Despite 50% of CPG growth from 2013 to 2018 came from sustainability-marketed products (according to HBR’s analysis of 36 categories, 71,000+ SKUs - accounting for 40% of CPG dollar sales), some say there is still a disconnect between what consumers think 'green' purchases are. James O'Keefe, commercial director at Legal & General points out,
“There is a disconnect between what consumers understand and our brand’s sustainability objectives. 25% have never even heard of net-zero, while 3 in 10 can’t explain or don’t understand the connection with their pension pots.”
The impact? A say-do gap emerges around consumer attitudes to climate, where increased intent is not followed by increased action.
Advertising is arguably the biggest engine of societal change in existence – it's a good place to start. Here are three ways brands can help lead the way to create demand for green products:
A recent analysis finds 40% of 'green' claims on business websites could be misleading - highlighting the land mines brands have to avoid when producing sustainably led communications.
The UK’s advertising body, ASA, issued a new warning to “crackdown on misleading and socially irresponsible environmental advertising”. This year alone they have tripled the number of adverts banned for ‘greenwashing’. For those interested, Gov.uk has a 13-part checklist to help prevent greenwashed claims. Check out Think With Google for five ways brands can successfully use sustainability messaging without greenwashing.
Greenwashing is compounded by ad fraud and misinformation. Incredibly moving and powerful creatives will be haunted if they appear on misinformation sites. A 2021 study by Newsguard and Comscore found big brands were spending up to $2.6 billion on sites that published misinformation through programmatic advertisers. To fight misinformation, Nandini Jammi & Claire Atkin have built checkmyads.org. Check them out.
Grace Kite called advertised emissions “the most important metric in marketing.” It allows advertisers to track the climate impact of additional sales generated by advertising. The work found advertising adds an extra 28% to the annual carbon footprint of every single person in the UK. Kite says “It’s 186 times bigger than the operational footprint of the UK’s advertising agencies.”
Similar research by Good-Loop found a “typical online ad campaign emits 5.4 tons of carbon dioxide – a third of what an average US consumer produces in a year.”
There's plenty of help for advertisers thinking about sustainability. For example, The Good Life - a contributor-led platform built by a variety of marketing practitioners - challenges marketers to reframe materiality and consumption and redefine what a ‘good life’ is.

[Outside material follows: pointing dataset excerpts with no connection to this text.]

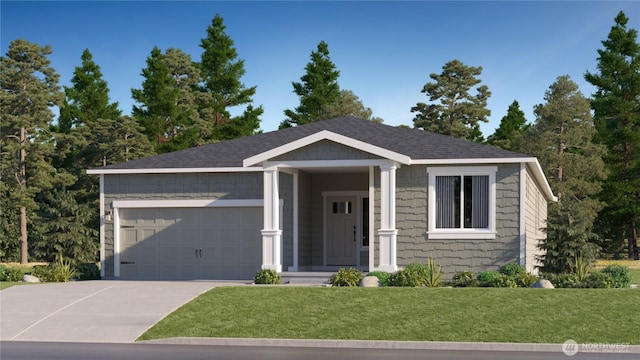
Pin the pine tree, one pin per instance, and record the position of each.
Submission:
(512, 127)
(348, 104)
(616, 106)
(453, 110)
(317, 90)
(88, 97)
(168, 102)
(29, 88)
(561, 140)
(222, 89)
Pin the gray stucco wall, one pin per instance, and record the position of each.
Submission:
(247, 185)
(454, 255)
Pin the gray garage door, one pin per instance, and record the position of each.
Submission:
(190, 243)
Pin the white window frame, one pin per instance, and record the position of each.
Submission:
(462, 233)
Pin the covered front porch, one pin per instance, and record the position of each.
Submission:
(333, 214)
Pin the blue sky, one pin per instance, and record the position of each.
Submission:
(384, 51)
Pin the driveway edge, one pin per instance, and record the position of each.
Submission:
(406, 345)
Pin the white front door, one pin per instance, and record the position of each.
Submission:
(342, 230)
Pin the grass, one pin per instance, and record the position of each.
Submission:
(633, 265)
(420, 314)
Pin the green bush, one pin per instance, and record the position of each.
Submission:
(485, 277)
(512, 269)
(502, 280)
(525, 279)
(88, 271)
(57, 271)
(266, 276)
(598, 280)
(416, 275)
(621, 275)
(464, 279)
(43, 272)
(382, 276)
(11, 273)
(346, 277)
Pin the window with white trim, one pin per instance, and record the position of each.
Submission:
(462, 202)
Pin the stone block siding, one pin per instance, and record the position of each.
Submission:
(325, 150)
(535, 218)
(455, 254)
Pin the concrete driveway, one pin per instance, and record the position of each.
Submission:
(91, 311)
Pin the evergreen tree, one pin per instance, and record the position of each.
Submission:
(317, 90)
(29, 89)
(561, 140)
(88, 97)
(512, 127)
(221, 87)
(616, 106)
(348, 104)
(453, 110)
(168, 102)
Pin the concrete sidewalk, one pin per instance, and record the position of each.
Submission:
(91, 311)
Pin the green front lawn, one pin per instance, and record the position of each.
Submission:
(421, 314)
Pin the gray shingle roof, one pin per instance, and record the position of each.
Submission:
(415, 143)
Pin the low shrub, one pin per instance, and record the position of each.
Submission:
(593, 280)
(382, 276)
(266, 276)
(464, 279)
(88, 271)
(598, 280)
(621, 275)
(416, 275)
(525, 279)
(501, 280)
(486, 276)
(512, 269)
(58, 271)
(11, 273)
(346, 277)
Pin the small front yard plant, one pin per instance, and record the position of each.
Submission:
(266, 276)
(346, 277)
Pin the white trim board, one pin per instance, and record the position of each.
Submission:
(326, 135)
(131, 204)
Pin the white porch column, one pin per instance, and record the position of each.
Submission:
(271, 233)
(387, 233)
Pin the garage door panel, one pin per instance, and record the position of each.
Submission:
(190, 243)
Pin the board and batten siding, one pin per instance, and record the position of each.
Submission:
(535, 222)
(413, 244)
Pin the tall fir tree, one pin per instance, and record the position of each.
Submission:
(317, 90)
(222, 87)
(616, 106)
(167, 104)
(349, 104)
(512, 128)
(29, 90)
(87, 99)
(561, 140)
(454, 110)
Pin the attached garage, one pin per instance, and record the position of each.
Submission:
(184, 243)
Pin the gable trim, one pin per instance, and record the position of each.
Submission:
(326, 135)
(171, 170)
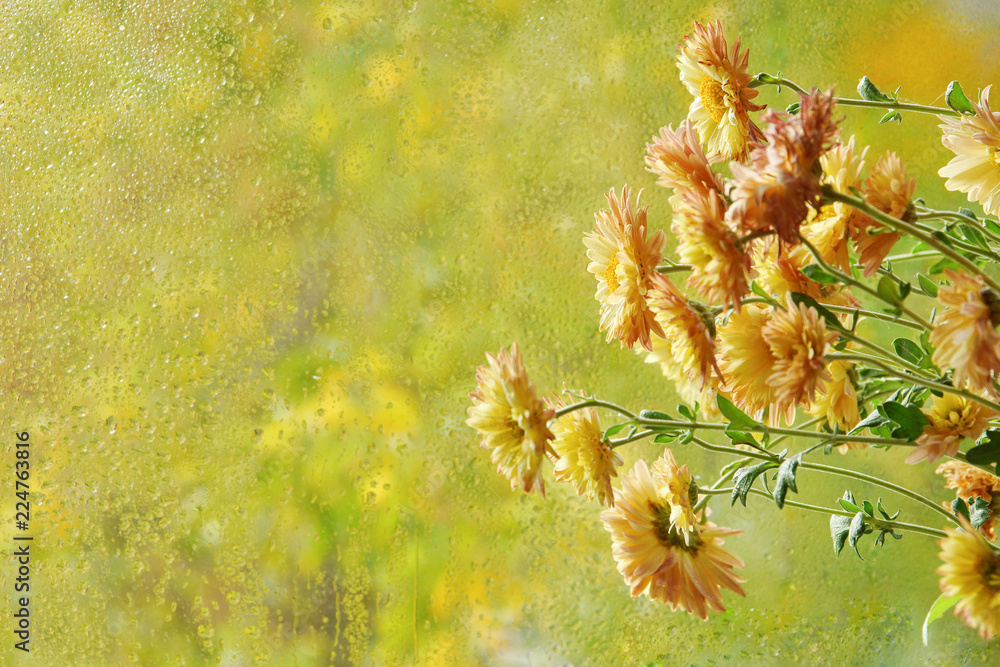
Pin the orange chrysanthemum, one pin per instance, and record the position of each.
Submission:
(952, 418)
(585, 458)
(974, 140)
(888, 190)
(971, 482)
(972, 570)
(718, 263)
(623, 260)
(777, 191)
(680, 163)
(746, 361)
(720, 84)
(688, 326)
(798, 339)
(965, 335)
(512, 420)
(656, 560)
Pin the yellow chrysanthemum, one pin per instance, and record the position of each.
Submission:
(623, 260)
(688, 326)
(972, 570)
(585, 459)
(888, 190)
(719, 82)
(677, 488)
(827, 230)
(655, 559)
(512, 420)
(798, 339)
(952, 418)
(971, 482)
(718, 263)
(965, 335)
(975, 169)
(746, 361)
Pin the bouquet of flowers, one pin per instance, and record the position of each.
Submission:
(790, 251)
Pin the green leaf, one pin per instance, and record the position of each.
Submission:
(816, 273)
(873, 419)
(744, 478)
(927, 285)
(987, 449)
(909, 417)
(941, 605)
(612, 430)
(839, 527)
(869, 91)
(888, 289)
(737, 418)
(785, 480)
(957, 100)
(858, 528)
(979, 512)
(809, 302)
(908, 350)
(891, 116)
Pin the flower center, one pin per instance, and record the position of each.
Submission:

Warc too recently launched a new Sustainability Hub. Created in partnership with LIONS and the UK’s Advertising Association, it helps marketers find “innovative ways to implement more sustainable actions to address the climate crisis.”
Another learning program, Changethebrief.org is a not-for-profit partnership between agencies and their clients. Google has a great piece on how CMOs can take an active role in driving sustainable growth.